The meeting was very much about unpacking the green skills concept: what are the skills needed in these two sectors, what do the statistics say. There were presentations from enterprises, ministries, education centres – all saying: "This is the opportunity and we now have the obligation to deliver these skills."
"Construction is the sector that most grew in Covid times," says the ETF's José Manuel Galvin Arribas, "it's the most polluting sector, throwing so much rubbish into the planet. But at the same time it's now embarking on this magical process because what the schools are doing is magical: formulating new processes for raw materials, finding new ways of producing bricks and paint, completely reformulating the construction process."
"Countries need to regulate or frame what a CoVE is, and what CoVEs can contribute to the whole system. Because CoVEs can impact the whole educational sector, even drive socio-economic redevelopment, help a country's reputation..."
But many at the conference noticed what Galvin Arribas summarises as a kind of disconnect between policy-makers and practitioners:
"It's not that they live in parallel worlds, but almost. They need to connect more to each other."
In the afternoon, delegates from Austria, North Macedonia and Romania discussed key developments in the greening of skills. Carmen Mușat, from Romania's National Centre for TVET Development, described the process of creating a compendium of best practice for the green transition involving the collaboration of teachers, representatives of employers and national experts.
The conference was also an eye-opener for ministries to see where their systems are falling short.
"The vocational education and training (VET) system is part of the problem," says Nielsen, "because it's too slow in delivering these skills when we look at the speed required."
It's a point reinforced by Galvin Arribas whose presentation described how only 57% of CoVEs provide programmes addressing green skills for adult learners, and only three out of five have implemented a strategy for green transformation.
Nielsen suggests that the situation could be improved if there were more autonomy:
"Occupational standards are recognised at a national level but for new competences to find their way into the system is not easy. It's almost as if we need 'micro-credentials', a small VET programme that is much more flexible to provide these green skills and competences."
The ETF's Gordon Purvis agrees:
"Organisations need to think in terms of agility and being nimble."
With technological innovations happening so rapidly it's vital that educational centres' curricula are able to adapt swiftly and keep pace with change.
The wider context of the Danube Region Platform is the convergence of countries which are, economically and industrially, very different.
"There is an informal sense of a geographical area that can be developed, that shares trade routes and cultural routes. That's part of the macro-regional strategy," says Purvis.
"The Danube Region also has an importance in terms of accession. Just last week the Ukrainian authorities formally started the accession process, the 'screening' in Brussels. These are things that are happening in the background."
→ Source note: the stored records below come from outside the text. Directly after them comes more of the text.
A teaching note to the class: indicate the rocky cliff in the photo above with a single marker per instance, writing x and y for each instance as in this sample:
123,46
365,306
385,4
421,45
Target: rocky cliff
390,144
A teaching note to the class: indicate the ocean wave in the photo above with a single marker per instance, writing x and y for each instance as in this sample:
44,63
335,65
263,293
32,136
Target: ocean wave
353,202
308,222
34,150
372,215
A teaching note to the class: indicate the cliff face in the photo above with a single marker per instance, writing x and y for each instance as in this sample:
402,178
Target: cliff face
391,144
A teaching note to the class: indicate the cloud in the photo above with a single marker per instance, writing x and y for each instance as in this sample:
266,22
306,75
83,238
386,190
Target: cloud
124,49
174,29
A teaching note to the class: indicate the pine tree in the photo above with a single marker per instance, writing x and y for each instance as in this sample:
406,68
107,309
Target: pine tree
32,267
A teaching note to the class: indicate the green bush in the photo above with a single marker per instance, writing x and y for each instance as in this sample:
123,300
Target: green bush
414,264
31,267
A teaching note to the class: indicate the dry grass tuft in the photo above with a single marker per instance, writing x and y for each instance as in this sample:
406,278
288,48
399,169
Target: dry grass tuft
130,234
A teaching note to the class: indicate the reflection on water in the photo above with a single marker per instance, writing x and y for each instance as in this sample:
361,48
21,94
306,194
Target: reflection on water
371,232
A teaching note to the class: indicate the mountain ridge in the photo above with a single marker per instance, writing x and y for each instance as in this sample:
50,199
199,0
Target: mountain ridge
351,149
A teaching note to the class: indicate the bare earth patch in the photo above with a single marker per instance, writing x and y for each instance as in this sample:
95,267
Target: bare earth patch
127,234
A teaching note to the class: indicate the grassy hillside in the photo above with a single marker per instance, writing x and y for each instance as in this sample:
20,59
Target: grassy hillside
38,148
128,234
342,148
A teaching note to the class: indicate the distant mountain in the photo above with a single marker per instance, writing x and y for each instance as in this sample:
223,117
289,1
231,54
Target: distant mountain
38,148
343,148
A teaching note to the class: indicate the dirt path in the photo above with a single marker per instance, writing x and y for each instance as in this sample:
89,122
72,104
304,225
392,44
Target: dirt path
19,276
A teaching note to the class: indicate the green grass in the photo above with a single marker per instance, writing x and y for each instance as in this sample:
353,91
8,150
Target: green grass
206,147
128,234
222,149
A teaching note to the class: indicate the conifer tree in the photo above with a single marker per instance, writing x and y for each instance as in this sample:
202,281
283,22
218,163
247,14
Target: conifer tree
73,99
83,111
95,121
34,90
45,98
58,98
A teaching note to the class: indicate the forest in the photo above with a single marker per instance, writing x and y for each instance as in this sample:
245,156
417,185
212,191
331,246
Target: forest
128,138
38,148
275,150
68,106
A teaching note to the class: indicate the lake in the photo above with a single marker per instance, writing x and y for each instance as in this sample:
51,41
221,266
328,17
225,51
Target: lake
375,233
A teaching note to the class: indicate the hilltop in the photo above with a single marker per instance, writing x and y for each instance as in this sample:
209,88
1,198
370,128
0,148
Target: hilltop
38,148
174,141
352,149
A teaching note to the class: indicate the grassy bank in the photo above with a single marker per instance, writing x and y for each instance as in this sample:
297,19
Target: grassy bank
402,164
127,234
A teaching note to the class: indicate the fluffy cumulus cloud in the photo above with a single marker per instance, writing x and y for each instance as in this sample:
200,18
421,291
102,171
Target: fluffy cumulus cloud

The fact that four Ukrainian delegates travelled 22 hours from a war-torn country bears witness to their commitment to convergence.
"On a macro-level," says Purvis, "the Danube Region gives us a base of international cooperation. There are enlargement partners – not just Ukraine, but Moldova and the West Balkan six – and a good sense of outlining achievements in discussions: 'This is where we are, what we've done so far.'"
It was the first time that the Danube conference was held in person after two previous online events due to Covid.
"It was a win-win," says Galvin Arribas. "The delegates benefited from the expertise we deliver and the partnerships we mobilise. And for us, it offered more experience about how to run policy discussions regarding excellence with target people and gain an extra buy-in from policy officials and practitioners."